Watches Not Triggering

Elasticsearch & Kibana version: 6.2.4

Hi,

This morning we noticed that several (but not all) of our watches were not triggering and had no watcher history. In particular, one watch should have been firing alerts off but was totally silent. Using POST _xpack/watch/{watch_id}/_execute to manually trigger the alert caused it to fire.

Stopping and starting watcher with POST _xpack/watcher/_stop & POST _xpack/watcher/_start caused all watches to resume triggering. Watcher histories are being recorded again as well.

This seems similar to the issue encountered here, and I am wondering if this is a known bug in X-Pack? Watches are working as expected now, but without figuring out what caused this I can't be sure it won't happen again.

Here are some details on the cluster:

Five nodes running Elasticsearch 6.2.4, one 6.2.4 Kibana instance, one 6.2.4 Logstash instance.
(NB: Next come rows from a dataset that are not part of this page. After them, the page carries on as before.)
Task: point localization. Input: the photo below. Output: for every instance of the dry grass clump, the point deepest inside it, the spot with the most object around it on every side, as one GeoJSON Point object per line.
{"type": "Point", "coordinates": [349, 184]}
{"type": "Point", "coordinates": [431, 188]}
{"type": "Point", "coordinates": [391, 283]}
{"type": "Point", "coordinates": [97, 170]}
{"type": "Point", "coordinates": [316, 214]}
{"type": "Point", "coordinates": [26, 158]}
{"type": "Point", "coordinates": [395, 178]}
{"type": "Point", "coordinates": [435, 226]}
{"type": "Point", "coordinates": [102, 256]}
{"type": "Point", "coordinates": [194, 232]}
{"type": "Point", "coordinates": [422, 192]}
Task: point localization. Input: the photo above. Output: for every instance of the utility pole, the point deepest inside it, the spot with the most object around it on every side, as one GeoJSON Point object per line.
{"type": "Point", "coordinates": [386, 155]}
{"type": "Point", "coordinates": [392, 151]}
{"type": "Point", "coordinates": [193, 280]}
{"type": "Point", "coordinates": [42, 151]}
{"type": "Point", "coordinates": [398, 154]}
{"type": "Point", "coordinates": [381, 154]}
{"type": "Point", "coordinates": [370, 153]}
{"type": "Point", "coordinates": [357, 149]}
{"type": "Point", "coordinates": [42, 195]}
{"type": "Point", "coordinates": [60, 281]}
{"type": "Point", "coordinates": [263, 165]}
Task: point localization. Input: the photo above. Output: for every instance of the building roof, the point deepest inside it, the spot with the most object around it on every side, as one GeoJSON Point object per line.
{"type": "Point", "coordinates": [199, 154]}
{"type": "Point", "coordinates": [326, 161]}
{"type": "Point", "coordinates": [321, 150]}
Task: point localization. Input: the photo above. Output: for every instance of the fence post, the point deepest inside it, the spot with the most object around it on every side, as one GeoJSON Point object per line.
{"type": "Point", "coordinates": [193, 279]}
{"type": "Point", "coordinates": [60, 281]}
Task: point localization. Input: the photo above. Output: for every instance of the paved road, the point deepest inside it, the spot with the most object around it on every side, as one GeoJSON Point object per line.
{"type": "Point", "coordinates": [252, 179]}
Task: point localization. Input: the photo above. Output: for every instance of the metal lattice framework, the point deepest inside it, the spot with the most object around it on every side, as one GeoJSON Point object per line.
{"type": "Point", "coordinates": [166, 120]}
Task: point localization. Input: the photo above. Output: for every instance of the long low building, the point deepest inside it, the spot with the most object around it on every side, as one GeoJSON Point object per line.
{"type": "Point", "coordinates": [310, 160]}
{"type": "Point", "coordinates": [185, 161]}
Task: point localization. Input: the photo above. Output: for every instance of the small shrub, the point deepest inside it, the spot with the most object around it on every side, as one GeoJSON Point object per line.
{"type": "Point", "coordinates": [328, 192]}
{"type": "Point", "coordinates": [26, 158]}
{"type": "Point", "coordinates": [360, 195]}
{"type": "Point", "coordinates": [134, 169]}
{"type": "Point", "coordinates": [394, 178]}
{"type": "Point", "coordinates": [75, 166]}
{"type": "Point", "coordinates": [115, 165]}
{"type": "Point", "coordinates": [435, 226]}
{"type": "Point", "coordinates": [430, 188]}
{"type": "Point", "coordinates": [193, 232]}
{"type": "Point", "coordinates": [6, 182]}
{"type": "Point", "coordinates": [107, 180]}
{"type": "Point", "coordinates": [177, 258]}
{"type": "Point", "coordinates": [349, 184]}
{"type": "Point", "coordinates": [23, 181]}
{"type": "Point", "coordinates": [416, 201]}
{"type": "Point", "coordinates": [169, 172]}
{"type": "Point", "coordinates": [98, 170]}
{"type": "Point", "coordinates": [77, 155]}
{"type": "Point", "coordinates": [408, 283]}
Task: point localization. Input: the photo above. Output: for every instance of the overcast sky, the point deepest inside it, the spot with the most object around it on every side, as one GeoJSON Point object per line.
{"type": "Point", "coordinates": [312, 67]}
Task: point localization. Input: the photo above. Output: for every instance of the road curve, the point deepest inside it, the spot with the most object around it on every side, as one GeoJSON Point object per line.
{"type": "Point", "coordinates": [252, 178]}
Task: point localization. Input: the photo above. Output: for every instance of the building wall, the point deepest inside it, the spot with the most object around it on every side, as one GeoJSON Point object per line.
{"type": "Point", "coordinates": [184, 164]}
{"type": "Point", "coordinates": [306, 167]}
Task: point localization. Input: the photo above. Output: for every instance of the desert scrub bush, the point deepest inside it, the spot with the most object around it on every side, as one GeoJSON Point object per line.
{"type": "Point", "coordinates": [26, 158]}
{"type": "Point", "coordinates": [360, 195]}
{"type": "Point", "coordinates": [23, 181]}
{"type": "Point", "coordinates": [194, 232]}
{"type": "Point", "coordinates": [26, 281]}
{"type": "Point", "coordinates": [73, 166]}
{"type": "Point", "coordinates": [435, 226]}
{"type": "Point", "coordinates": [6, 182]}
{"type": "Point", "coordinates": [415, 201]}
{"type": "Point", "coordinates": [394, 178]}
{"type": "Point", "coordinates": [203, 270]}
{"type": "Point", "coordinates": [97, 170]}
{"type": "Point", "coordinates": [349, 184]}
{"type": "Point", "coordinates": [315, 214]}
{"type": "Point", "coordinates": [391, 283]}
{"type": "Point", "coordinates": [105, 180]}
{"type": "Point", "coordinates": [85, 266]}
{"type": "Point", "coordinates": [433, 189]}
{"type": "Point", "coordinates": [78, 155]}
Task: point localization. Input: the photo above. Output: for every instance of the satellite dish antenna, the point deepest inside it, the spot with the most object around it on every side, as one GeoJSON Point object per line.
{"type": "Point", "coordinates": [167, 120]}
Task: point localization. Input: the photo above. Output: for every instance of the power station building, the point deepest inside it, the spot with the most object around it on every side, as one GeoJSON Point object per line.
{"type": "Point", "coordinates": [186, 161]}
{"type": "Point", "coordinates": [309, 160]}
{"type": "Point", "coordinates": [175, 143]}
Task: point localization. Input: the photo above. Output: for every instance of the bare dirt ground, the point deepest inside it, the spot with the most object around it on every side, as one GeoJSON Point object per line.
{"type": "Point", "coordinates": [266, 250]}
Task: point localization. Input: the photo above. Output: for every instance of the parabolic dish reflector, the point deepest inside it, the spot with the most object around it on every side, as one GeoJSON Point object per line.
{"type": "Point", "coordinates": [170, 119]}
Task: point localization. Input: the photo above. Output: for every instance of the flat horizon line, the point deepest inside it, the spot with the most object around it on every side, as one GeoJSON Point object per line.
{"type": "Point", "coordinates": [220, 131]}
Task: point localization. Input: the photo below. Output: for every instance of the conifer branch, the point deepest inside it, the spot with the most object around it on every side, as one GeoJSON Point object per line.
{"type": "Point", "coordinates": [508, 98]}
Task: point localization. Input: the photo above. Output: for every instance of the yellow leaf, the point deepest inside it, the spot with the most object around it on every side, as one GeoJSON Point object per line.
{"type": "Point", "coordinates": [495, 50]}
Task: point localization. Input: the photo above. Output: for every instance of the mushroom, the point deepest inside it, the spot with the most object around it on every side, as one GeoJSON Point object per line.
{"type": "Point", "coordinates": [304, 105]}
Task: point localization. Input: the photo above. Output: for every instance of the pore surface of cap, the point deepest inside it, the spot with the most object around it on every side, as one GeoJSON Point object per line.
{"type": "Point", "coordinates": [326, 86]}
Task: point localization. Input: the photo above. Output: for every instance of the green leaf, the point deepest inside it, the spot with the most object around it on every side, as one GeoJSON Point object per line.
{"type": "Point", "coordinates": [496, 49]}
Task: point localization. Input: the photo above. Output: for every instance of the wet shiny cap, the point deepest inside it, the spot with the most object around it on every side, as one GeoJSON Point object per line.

We upgraded from 3 nodes to a 5 node cluster a few weeks ago, I am not sure if this coincides with when the watches stopped.

Result of GET_xpack/watcher/stats/ (done after restarting Watcher, not sure how much help it will be):

{
  "_nodes": {
    "total": 5,
    "successful": 5,
    "failed": 0
  },
  "cluster_name": "clustername",
  "manually_stopped": false,
  "stats": [
    {
      "node_id": "L8C9e9FgSTulsHHs7vEqLQ",
      "watcher_state": "started",
      "watch_count": 12,
      "execution_thread_pool": {
        "queue_size": 0,
        "max_size": 20
      }
    },
    {
      "node_id": "fdKsVvaFQ9i6er6ck5eoVQ",
      "watcher_state": "started",
      "watch_count": 15,
      "execution_thread_pool": {
        "queue_size": 0,
        "max_size": 20
      }
    },
    {
      "node_id": "RskSddGqQ26Doz6y4mmTsg",
      "watcher_state": "started",
      "watch_count": 0,
      "execution_thread_pool": {
        "queue_size": 0,
        "max_size": 0
      }
    },
    {
      "node_id": "C2tmZvL8QbWZ1CRZCHGWPQ",
      "watcher_state": "started",
      "watch_count": 0,
      "execution_thread_pool": {
        "queue_size": 0,
        "max_size": 20
      }
    },
    {
      "node_id": "J043eFCoSV65Pd5vT9XERQ",
      "watcher_state": "started",
      "watch_count": 0,
      "execution_thread_pool": {
        "queue_size": 0,
        "max_size": 0
      }
    }
  ]
}

elasticsearch.yml:

cluster.name: clustername
node.name: ch-elas-epm01-p
path.data: /data/elasticsearch/data
network.host: 0.0.0.0
bootstrap.memory_lock: true
http.port: 9200
xpack.security.enabled: false
thread_pool.search.queue_size: 10000
discovery.zen.ping.unicast.hosts: ["ch-elas-epm01-p","ch-elas-epm02-p","ch-elas-epm03-p","ch-elas-epm06-p","ch-elas-epm07-p"]
discovery.zen.minimum_master_nodes: 3
path.logs: /data/elasticsearch/logs
action.destructive_requires_name: true
xpack.notification.email:
    account:
        smtp_acct:
            profile: standard
            smtp.host: smtpserverhost
            smtp.auth: false
            smtp.user: no-reply@companydomain.com
    default_account: smtp_acct

Logs:

When looking through the Elasticsearch logs I found logs that the watches failed to trigger along with exceptions:


...

[2018-09-19T18:40:52,198][WARN ][o.e.x.w.e.ExecutionService] [ch-elas-epm01-p] failed to execute watch [t_cfCSv2RYaRWtPmFD1lkg_elasticsearch_nodes]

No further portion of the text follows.